Real-time transcription on Raspberry Pi 4 #166

ggerganov · 2022-11-21T16:50:15Z

ggerganov
Nov 21, 2022
Maintainer

It is possible to some extend to run Whisper in real-time mode on an embedded device such as the Raspberry Pi.
Below are a few examples + build instructions.

Real-time with 4 seconds step

./stream -m models/ggml-tiny.en.bin --step 4000 --length 8000 -c 0 -t 4 -ac 512

whisper-raspberry-2.mp4

Real-time with 7.5 seconds step

./stream -m models/ggml-tiny.en.bin --step 7680 --length 15360 -c 0 -t 3 -ac 512

whisper-raspberry-3.mp4

Build instructions

git clone https://github.com/ggerganov/whisper.cpp
cd whisper.cpp
make -j stream
./models/download-ggml-model.sh tiny.en

More information

In order to speed-up the processing, the Encoder's context is reduced from the original 1500 down to 512 (using the -ac 512 flag). This allows to run the above examples on a Raspberry Pi 4 Model B (2018) on 3 CPU threads using the tiny.en Whisper model. The attached microphone is from a USB camera, so not great quality.

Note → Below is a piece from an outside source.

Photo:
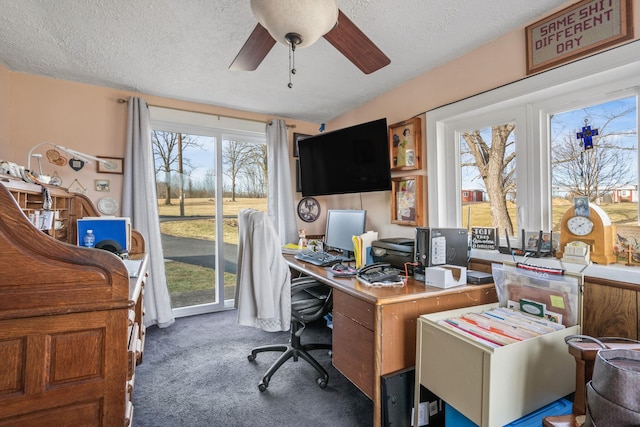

More detailed discussion can be found in this issue: #7

Explanation of what the -ac flags does: #137

eternitybt · 2023-01-22T18:13:25Z

eternitybt
Jan 22, 2023

Fantastic work!! On my RPi 4 with Raspberry Pi OS Lite (bullseye) installed, I had to run

sudo apt install libsdl2-dev

or the compiler would complain about a missing "SDL.h" header file. Now it works like a charm.

1 reply

dragen1860 May 18, 2023

I tried many approaches but still can not install libsdl2-dev on ubuntu2204. finally, i try to build the lib sdl2 from source code and it succeeded!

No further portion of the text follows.